Shungiku has a long culinary history in Japan, where it was first recorded in 17th century agricultural journals.
Today shungiku is a common part of many Asian cuisines, including China, Hong Kong, Korea, Japan, and Vietnam.
Shungiku also has a long standing role in Chinese medicine, where it has been used to control hot flashes as well as to build both resistance and resilience. In China, shungiku is known as “edible cold medicine.”
Shungiku is a representative cool weather green, rich in beta-carotene, vitamin B complex, vitamin C, iron, calcium, potassium, and dietary fiber.
100 g of shungiku contains:
4700 μg of carotene
0.1 mg of vitamin B1
21 mg of vitamin C
120 mg of calcium
1.9 mg of iron
610 mg of potassium
1.0 g of dietary fiber
Particularly, shungiku contains more beta-carotene than spinach and other winter leafy greens. The beta-carotene in shungiku has an antioxidant action that helps control the function of free radicals and provides protection against cancer as well as having an anti-aging effect.

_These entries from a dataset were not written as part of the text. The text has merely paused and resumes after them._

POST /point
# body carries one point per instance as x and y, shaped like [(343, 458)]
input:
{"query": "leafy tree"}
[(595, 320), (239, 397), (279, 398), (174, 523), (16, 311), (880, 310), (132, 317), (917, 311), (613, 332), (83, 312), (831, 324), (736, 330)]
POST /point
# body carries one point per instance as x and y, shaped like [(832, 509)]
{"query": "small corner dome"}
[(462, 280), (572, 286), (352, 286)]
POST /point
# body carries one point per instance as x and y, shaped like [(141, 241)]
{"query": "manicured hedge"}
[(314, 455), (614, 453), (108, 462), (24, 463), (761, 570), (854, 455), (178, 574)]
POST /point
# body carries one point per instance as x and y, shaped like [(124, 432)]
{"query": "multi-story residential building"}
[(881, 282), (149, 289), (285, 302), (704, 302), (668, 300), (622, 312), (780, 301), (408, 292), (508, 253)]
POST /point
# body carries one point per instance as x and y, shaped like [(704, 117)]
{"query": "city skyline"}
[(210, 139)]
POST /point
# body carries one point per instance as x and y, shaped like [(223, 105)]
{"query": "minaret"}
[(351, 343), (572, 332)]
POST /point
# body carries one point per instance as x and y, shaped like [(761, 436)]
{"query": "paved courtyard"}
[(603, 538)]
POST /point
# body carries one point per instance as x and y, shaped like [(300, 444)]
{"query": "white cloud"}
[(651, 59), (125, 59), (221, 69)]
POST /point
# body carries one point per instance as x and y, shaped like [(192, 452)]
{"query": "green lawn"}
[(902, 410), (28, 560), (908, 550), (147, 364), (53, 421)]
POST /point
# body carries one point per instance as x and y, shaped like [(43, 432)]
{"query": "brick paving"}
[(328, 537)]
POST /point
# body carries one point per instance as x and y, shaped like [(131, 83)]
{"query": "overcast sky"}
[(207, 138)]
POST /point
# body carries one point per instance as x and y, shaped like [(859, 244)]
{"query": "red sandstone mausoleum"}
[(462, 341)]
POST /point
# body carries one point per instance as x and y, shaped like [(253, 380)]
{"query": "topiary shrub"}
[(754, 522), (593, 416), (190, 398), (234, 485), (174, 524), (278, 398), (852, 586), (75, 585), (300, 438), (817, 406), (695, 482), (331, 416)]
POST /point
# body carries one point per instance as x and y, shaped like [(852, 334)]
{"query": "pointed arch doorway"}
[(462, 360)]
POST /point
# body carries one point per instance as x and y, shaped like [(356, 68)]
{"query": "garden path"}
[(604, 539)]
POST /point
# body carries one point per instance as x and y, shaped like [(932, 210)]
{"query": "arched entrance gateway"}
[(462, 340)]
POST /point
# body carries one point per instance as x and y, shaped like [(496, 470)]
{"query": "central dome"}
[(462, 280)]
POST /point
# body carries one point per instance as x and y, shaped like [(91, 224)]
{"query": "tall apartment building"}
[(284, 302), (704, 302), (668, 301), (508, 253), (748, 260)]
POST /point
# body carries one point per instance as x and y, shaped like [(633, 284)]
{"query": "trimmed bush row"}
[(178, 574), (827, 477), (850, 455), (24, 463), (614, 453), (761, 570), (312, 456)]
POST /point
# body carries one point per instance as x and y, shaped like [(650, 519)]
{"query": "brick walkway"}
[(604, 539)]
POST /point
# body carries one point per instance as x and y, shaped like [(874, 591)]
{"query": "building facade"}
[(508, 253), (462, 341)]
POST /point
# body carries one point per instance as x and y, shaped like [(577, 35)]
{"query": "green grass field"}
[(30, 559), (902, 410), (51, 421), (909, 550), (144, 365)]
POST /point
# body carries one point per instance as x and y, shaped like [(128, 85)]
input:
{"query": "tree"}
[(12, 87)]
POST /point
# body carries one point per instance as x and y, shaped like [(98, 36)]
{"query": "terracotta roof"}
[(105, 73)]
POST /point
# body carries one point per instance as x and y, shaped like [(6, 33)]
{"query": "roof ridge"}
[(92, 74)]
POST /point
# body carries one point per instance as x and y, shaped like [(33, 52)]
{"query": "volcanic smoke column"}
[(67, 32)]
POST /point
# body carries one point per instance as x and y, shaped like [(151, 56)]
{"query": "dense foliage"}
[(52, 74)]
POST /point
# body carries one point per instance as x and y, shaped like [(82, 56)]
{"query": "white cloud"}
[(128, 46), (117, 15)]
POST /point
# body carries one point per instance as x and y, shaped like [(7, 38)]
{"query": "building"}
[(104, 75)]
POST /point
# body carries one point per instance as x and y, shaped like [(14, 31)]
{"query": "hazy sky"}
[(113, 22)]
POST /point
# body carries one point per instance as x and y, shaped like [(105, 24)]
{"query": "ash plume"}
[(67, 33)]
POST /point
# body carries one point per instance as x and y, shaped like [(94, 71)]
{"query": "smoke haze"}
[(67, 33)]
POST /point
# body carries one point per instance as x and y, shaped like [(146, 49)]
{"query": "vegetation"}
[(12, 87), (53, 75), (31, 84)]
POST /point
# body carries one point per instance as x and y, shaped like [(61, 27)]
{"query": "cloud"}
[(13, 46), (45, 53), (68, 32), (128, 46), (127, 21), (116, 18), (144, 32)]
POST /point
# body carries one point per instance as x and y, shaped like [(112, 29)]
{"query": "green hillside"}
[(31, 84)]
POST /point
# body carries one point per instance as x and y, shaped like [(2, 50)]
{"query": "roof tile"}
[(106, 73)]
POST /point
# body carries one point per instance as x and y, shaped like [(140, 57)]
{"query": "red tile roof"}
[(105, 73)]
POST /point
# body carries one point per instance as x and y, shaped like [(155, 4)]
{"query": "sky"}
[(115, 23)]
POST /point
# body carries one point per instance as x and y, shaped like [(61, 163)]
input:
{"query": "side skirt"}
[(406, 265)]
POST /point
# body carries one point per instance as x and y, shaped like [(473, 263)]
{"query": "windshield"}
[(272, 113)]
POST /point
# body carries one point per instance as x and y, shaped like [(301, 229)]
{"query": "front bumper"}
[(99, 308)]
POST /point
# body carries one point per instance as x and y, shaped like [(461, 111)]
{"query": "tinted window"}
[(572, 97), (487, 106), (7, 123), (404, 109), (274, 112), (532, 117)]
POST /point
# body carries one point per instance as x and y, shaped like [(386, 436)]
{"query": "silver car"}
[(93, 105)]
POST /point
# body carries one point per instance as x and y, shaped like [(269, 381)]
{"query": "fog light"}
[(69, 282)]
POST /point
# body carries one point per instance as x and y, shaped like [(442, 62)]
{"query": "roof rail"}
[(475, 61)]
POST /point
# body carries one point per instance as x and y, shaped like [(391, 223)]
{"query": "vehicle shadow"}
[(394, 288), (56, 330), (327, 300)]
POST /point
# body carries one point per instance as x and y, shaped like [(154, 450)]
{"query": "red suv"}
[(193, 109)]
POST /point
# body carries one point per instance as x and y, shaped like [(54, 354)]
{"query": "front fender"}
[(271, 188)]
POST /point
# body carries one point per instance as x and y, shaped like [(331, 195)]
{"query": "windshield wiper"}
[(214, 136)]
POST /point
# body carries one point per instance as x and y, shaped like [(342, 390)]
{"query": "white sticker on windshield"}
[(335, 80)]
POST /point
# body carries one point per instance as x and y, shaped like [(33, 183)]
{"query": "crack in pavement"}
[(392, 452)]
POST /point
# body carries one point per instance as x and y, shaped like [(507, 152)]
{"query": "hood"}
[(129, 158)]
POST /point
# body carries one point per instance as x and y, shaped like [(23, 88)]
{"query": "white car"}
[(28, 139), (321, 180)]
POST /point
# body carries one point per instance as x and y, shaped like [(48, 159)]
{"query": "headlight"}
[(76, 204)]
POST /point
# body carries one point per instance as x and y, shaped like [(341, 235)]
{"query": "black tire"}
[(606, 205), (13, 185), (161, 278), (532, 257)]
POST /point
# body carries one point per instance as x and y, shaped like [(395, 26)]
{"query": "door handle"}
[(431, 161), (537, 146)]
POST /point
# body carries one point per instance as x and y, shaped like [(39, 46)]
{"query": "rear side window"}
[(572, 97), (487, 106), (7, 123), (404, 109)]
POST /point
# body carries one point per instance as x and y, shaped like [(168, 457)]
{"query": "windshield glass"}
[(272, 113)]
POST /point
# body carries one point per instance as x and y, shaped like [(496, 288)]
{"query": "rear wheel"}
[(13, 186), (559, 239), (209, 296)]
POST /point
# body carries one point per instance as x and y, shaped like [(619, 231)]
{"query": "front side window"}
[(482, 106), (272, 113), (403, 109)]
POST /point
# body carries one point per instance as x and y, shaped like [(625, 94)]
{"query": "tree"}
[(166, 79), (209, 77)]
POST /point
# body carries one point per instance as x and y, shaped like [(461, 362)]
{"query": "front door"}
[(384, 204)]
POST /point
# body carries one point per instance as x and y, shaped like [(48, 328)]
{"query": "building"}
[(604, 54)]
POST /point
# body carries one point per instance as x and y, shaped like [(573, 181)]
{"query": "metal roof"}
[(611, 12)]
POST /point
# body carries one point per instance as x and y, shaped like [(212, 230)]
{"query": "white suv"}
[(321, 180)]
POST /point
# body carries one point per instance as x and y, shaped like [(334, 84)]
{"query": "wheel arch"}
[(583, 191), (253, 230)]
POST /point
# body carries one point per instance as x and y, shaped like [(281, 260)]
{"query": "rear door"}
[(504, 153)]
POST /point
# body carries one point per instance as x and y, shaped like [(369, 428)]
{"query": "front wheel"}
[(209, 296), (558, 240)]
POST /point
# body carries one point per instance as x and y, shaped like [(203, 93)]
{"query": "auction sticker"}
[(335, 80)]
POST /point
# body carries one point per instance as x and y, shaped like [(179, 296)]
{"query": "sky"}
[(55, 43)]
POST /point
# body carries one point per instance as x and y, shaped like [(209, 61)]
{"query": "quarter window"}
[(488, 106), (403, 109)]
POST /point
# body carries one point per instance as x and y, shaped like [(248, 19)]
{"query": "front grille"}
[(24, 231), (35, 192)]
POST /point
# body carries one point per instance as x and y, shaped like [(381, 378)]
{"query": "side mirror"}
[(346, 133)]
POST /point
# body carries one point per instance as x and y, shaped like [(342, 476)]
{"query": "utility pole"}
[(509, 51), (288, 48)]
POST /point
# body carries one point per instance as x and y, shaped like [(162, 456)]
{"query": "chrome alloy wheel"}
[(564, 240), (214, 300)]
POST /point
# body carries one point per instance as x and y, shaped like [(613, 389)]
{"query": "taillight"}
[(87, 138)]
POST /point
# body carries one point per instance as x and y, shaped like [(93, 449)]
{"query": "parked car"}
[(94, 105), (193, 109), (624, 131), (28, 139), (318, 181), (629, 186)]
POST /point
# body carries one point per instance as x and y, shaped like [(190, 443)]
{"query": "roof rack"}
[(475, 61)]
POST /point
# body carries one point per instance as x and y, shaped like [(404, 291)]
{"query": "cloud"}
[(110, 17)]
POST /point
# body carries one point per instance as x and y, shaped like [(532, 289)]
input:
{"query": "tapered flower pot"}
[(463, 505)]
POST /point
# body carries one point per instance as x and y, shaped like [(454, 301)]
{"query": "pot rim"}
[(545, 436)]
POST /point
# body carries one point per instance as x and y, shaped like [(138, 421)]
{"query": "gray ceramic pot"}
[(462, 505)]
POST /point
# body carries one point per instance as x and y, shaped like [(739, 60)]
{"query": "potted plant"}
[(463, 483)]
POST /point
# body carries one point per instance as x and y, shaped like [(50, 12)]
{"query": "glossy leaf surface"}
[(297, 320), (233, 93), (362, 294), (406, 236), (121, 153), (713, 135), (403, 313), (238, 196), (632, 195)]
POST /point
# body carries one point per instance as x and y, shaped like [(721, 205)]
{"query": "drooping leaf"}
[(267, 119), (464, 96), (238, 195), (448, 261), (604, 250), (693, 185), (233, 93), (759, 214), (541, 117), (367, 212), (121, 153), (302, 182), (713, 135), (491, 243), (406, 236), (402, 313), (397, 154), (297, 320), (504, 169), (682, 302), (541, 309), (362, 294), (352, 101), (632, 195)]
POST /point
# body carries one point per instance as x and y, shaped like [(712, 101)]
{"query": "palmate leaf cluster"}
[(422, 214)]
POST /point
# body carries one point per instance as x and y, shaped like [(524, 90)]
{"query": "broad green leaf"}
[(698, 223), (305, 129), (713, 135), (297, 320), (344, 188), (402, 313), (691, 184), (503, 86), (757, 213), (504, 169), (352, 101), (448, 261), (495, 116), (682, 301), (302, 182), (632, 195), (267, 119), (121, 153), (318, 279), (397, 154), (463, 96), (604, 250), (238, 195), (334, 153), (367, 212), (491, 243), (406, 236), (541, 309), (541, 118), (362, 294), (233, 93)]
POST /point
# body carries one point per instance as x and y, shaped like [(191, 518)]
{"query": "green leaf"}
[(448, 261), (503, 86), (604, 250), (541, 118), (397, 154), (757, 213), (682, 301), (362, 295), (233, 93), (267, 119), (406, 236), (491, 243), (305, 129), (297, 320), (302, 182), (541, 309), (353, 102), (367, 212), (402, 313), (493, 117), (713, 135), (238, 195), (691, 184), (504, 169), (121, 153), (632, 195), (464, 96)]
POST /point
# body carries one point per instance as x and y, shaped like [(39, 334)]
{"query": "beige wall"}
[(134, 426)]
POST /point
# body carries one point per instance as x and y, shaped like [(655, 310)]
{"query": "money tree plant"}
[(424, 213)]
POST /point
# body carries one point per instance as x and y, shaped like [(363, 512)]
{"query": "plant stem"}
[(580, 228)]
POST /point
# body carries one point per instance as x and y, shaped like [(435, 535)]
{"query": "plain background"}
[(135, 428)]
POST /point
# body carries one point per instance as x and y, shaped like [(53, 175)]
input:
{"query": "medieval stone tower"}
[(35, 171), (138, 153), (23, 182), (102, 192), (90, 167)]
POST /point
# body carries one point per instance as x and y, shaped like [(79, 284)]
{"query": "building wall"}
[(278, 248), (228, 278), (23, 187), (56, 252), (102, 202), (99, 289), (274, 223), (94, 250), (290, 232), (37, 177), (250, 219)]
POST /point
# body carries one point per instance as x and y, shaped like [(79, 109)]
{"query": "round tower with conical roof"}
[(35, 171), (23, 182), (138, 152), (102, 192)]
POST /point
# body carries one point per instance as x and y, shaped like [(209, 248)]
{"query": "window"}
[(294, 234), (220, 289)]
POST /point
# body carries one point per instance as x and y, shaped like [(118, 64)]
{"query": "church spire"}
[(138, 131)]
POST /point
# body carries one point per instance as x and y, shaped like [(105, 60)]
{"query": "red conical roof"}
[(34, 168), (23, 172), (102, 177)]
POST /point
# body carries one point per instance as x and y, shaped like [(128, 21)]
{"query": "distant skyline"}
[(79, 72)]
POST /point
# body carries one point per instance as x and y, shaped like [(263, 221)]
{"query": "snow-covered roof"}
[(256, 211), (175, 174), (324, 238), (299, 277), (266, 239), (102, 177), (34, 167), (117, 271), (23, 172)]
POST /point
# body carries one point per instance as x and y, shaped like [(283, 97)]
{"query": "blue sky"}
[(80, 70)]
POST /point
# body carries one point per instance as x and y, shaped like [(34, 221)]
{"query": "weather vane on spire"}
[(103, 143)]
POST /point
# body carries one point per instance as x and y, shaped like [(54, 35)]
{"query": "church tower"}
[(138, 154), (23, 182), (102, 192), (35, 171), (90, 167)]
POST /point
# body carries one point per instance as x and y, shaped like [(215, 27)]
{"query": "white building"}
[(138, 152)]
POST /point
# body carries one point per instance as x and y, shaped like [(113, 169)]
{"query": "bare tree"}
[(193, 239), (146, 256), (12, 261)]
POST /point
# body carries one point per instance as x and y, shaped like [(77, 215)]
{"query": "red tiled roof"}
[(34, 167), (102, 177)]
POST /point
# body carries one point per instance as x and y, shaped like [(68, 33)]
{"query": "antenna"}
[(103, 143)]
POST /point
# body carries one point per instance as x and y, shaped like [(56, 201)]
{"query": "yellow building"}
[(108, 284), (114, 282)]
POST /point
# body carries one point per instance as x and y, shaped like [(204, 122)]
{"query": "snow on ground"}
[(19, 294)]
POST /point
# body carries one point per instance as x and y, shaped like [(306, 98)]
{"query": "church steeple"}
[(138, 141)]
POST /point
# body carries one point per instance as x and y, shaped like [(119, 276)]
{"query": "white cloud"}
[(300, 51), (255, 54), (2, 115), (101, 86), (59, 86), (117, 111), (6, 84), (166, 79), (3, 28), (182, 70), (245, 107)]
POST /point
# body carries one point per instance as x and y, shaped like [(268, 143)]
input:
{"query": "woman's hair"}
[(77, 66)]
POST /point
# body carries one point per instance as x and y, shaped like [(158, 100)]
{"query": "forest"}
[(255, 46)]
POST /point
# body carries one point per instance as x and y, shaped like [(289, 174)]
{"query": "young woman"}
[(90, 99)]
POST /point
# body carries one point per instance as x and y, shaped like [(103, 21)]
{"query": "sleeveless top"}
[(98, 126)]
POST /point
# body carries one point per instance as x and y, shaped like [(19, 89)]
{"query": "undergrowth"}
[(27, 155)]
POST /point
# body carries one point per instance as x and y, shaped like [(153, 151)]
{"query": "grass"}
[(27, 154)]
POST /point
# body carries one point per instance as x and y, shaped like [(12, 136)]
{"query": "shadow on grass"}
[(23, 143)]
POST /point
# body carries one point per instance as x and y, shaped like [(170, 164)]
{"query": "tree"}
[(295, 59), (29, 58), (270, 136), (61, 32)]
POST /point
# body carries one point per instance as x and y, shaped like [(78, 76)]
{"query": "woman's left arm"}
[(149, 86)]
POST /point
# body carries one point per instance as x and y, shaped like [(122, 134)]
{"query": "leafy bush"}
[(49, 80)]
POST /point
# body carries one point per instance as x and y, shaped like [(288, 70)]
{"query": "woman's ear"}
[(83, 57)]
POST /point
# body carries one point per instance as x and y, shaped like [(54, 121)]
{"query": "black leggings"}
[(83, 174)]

The balance of nutrients in shungiku has been shown to be effective against arteriosclerosis and high blood pressure. It is also good for easing constipation, protecting against colds, and increasing the appetite.
The distinct herb-like aroma of shungiku is produced by a combination of alpha-pinene (a compound also found in coniferous trees, rosemary, and eucalyptus oil) and benzaldehyde (the same compound found in bitter almonds). These two aromatic compounds together work on the autonomic nervous system (ANS) to promote the proper functioning of the stomach and intestines, resulting in better digestion and absorption of nutrients. It can also help stop excess mucus production and control coughing.
How to eat shungiku
Shungiku is more enjoyable and effective when used raw or very lightly cooked. Overcooking will destroy the aroma and result in a less satisfying texture. Think of it as somewhere halfway between a vegetable and a fresh herb.
Eat raw in salads.
Chop it up and add to soups in the last few minutes (2 or 3 minutes).
Blanch lightly and serve with a dressing.
Shungiku also makes a good addition to omelettes, pasta sauces, and more.